A decisão foi tomada durante sessão realizada nesta segunda-feira (1º). Os magistrados entenderam que documentos apreendidos durante uma operação em um hotel não podem ser utilizados no processo, por terem origem em uma diligência iniciada a partir de denúncia anônima sem elementos prévios que justificassem a medida.

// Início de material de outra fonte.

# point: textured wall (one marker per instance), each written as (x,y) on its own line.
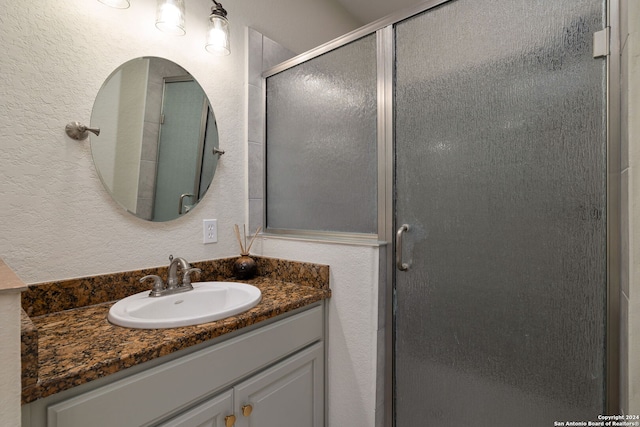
(352,326)
(57,220)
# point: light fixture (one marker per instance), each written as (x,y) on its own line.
(170,17)
(218,31)
(118,4)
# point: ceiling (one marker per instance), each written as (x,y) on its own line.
(367,11)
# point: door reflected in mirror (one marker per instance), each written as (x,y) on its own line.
(158,135)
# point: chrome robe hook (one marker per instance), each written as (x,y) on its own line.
(79,132)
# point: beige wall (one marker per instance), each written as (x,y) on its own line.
(630,277)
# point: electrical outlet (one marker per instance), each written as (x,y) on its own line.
(210,229)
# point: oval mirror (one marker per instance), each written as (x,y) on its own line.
(158,146)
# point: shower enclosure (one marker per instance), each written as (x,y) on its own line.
(493,196)
(500,175)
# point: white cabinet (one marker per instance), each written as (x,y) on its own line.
(289,394)
(278,369)
(216,412)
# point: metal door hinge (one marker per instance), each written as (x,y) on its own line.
(601,43)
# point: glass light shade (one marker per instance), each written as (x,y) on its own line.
(170,17)
(218,35)
(118,4)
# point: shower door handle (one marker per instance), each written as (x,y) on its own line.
(402,266)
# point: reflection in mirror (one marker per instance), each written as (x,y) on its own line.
(155,153)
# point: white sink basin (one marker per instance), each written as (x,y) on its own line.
(208,301)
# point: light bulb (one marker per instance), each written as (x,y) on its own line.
(218,35)
(170,17)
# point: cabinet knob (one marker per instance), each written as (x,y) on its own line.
(246,410)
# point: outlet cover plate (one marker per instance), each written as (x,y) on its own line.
(210,230)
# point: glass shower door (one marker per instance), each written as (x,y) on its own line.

O posicionamento vencedor acompanhou o voto do juiz Pérsio Oliveira Landim, que havia solicitado vista dos autos. Para ele, a obtenção das provas contrariou requisitos legais e constitucionais, comprometendo sua validade jurídica.
Além da questão relacionada à busca e apreensão, a maioria dos integrantes da Corte também apontou irregularidades na utilização de provas emprestadas de outro procedimento investigativo que não teria passado pelo contraditório e pela ampla defesa.
Com a anulação do material considerado ilícito, o TRE determinou o retorno dos autos à fase de instrução processual na 7ª Zona Eleitoral, onde deverá ser proferida uma nova sentença com base apenas nas provas remanescentes.
A ação eleitoral teve origem em denúncias envolvendo a campanha de Monnize Zangeroli e de seu pai, o ex-secretário estadual de Fazenda Éder Moraes, apontado como responsável pela coordenação financeira da candidatura. Segundo a acusação, o planejamento da campanha previa despesas muito superiores ao limite legal permitido para a disputa municipal.
Durante as investigações, um mandado de busca resultou na apreensão de dinheiro em espécie, materiais de campanha supostamente não declarados e anotações que indicariam pagamentos e movimentações financeiras fora da prestação oficial de contas.
Na sentença posteriormente anulada, a Justiça Eleitoral havia concluído que houve captação ilícita de votos e aplicação irregular de recursos, determinando a cassação do mandato da parlamentar e impondo multa superior a R$ 53 mil à vereadora e ao pai.
O julgamento no TRE passou por diversas interrupções desde 2025. Em determinado momento, a maioria da Corte chegou a se formar pela manutenção da cassação. No entanto, após a apresentação do voto-vista de Pérsio Landim e a revisão da legalidade das provas utilizadas no processo, prevaleceu o entendimento pela nulidade da sentença e pela necessidade de um novo julgamento.
Com a decisão, o mérito das acusações ainda deverá ser reavaliado pela Justiça Eleitoral de primeira instância, agora sem a utilização das provas consideradas inválidas pelo Tribunal Regional Eleitoral.